Endless vade mecums were thrown together in order to lend a patina of gentlemanly order to the art of honor killing.  Rules so abstruse and and detailed that they might come out of a rulebook for the sort of war games that eventually displaced them were assayed to make the duel seem like it was a highly civilized affair, and, indeed, why wouldn’t it be?  It was the best of society who engaged in dueling, after all.  In our own very proper and democratic republic, Andrew Jackson, a notoriously hot-tempered duelist, developed a reputation for cheating on his way to sending as many as 18 men to their graves.  Aaron Burr, of course, owns the distinction of being the only man to kill another in a duel while he was vice-president of the United States, having fatally gutshot founding father Alexander Hamilton in a political dispute; but most sources agree that both parties strictly followed the code duello and that the entire affair was therefore above board and indeed a point of pride for the bourgeoning democracy.  (Hamilton supplied the guns; they were the same ones that had caused the death of his own son, murdered in a duel not three years before.)

Holland died in 2010 of lung cancer; Gentleman’s Blood was one of the last books she wrote.  She was a chain smoker (hence her demise), an inveterate drinker who hoisted “a half-gallon of Scotch a week” at her remote Virginia cabin, and a cantankerous defender of the old vices of meat-eating, frank language, and fucking in an age increasingly characterized by the language of polite evasion.  She didn’t think much of the idea of ritualized murder, but she at least approached it with an ironic good humor.  New Orleans, she explains, was addicted to dueling; at its antebellum peak, City Park would witness more than a half-dozen fatal confrontations a day, and one cemetery was founded specifically to house the victims of a single aggressive southern gentleman. When she explains how the Crescent City experienced a profound medical crisis when two of its most prominent doctors killed one another in a duel, she does so with the heavy sigh and resigned twisted smile of someone telling a very dark, but very funny, joke.
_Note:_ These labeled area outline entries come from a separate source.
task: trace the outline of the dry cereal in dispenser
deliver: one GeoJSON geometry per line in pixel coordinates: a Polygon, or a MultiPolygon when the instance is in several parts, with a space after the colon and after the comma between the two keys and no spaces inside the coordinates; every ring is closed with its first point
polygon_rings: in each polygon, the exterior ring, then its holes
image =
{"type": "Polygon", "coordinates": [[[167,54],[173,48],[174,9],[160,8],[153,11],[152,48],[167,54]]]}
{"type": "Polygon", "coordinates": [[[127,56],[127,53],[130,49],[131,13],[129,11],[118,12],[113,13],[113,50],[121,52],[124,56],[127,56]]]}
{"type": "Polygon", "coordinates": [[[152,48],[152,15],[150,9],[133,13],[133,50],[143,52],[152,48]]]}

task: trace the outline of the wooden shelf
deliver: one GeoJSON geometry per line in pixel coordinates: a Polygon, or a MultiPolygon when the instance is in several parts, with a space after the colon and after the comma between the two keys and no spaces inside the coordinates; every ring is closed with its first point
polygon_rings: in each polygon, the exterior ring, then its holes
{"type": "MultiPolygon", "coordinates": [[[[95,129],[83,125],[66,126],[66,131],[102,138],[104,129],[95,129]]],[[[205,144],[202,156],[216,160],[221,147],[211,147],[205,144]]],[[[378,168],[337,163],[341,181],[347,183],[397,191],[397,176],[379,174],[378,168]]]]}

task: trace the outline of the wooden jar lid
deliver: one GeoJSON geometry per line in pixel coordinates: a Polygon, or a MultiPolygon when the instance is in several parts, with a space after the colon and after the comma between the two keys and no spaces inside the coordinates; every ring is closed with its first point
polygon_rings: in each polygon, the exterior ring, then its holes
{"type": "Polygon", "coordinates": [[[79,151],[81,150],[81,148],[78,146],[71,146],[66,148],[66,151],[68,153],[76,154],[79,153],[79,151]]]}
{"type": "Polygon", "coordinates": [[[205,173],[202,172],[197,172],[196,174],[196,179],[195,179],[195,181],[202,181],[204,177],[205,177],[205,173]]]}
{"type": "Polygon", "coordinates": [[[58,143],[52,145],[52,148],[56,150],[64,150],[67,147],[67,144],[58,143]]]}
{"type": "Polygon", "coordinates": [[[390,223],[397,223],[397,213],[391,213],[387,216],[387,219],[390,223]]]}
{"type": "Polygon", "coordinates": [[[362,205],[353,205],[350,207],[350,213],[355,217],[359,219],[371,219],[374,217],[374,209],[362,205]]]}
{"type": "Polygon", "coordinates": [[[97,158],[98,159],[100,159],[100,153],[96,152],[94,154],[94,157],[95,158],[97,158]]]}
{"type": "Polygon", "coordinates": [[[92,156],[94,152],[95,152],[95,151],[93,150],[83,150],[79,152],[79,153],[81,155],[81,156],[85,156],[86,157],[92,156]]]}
When the tide finally turned for dueling, it was not because any restrictions had been placed on that mighty democratizing instrument, the personal firearm.  Dueling stopped (well, mostly; it still crops up from time to time, especially in South America) because people changed, and because the idea of honor didn’t seem too drastically important anymore, and because we rid ourselves — at least in theory — of the idea that different rules should apply to the rich and the poor, and because it suddenly seemed terribly unjust, not to mention distinctly silly, to settle disputes by a punctilious show of arms.  A simple and brutal problem resolved itself through a complex and often nebulous set of social and philosophical changes.  There may be a lesson in that; but Barbara Holland is dead.